Que acham de uma Europa totalitária, governada por uma elite Cristã/ateia, mas com uma enormidade de súbditos, muçulmanos e outros, obedientes, reprimidos, sem veleidades liberais ou democráticas?

A mim parece-me um paraíso para os negócios e o capitalismo. Até a ausência de liberdade conseguir destruir a criatividade e o progresso científico.

Mas, à boa maneira capitalista, enquanto o pau vai e vem, folgam as costas. Mas aí, talvez aqueles já não sejam necessários.

3 comentários:

Anónimo disse...

começo por fazer um bocadinho de inveja: vim ler o vosso blog a comer o resto do jantar que dei em casa (bacalhau com coentros) e a beber mais um copo de tintol (um belo vinha paz de 2003).
posto isto, e já que sou a única a submeter-me às consequências da verdade (já agora, os meninos perderam o acento agudo do teclado?) comento a breve referência ao match point no que se refere à ausência de justiça no mundo em geral e de alguns em particular.

tive pena de verificar que o filme que fui ver com tanta expectativa era apenas mais uma revisitação do crime e castigo (nada de novo nas preocupações do Allen) cruzado com o filme de há 10 anos atrás do mesmo senhor, o crimes and misdemeanors. A única coisa que trouxe de novo foi aquela angustia entre o momento em que se percebe que se tem de tomar uma decisão e a altura em que ela se concretiza, cujos tempos e detalhes o senhor muito bem apanhou. de resto, apesar de cairem da tripeça comparados com estes modelos CK, preferi o Martin Landau e a Angelica Houston.

quanto à ausencia de justiça cósmica para tanta gente, apenas me lembro do Hitchcook. O crime perfeito é cometido todos os dias, só que como é perfeito não é descoberto.

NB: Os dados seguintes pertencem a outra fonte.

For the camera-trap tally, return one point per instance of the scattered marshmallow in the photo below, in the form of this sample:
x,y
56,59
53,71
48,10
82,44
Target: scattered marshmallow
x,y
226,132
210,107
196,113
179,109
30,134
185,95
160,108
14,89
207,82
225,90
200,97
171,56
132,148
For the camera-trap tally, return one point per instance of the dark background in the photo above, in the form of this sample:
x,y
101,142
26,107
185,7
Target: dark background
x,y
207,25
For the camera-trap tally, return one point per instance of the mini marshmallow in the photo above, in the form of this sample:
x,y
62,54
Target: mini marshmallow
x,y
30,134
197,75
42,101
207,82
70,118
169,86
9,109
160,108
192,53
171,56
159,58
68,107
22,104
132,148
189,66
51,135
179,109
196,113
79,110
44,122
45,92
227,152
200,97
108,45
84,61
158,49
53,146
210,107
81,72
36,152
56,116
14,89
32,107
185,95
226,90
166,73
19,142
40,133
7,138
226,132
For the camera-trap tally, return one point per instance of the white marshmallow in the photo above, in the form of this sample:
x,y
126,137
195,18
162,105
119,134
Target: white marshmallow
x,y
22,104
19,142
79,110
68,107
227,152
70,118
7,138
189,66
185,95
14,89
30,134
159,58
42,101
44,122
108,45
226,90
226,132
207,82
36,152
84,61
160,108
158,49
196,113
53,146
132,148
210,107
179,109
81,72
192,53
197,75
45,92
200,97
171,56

a amoralidade sempre existiu, só que talvez agora seja considerada um mal necessário. No outro dia uma amiga minha lembrou-me o quão baixo descemos que até já consideramos como qualidade a apontar a boa educação, quando antes era um dado adquirido. O que se aplica também à história do telemóvel perdido. Uma vez encontrei um, liguei para o ultimo numero marcado para que o dono o viesse buscar, e deviam ter visto a cara de espanto por verem devolvido um telefone ultima geração.

Viva o direito à indignação, viva viva!!

dorean paxorales disse...

:))

O acento agudo esta' o'ptimo, o grave e' que se sente mal de vez em quando!

dorean paxorales disse...

e olha que te falhou algures o circunflexo... ;)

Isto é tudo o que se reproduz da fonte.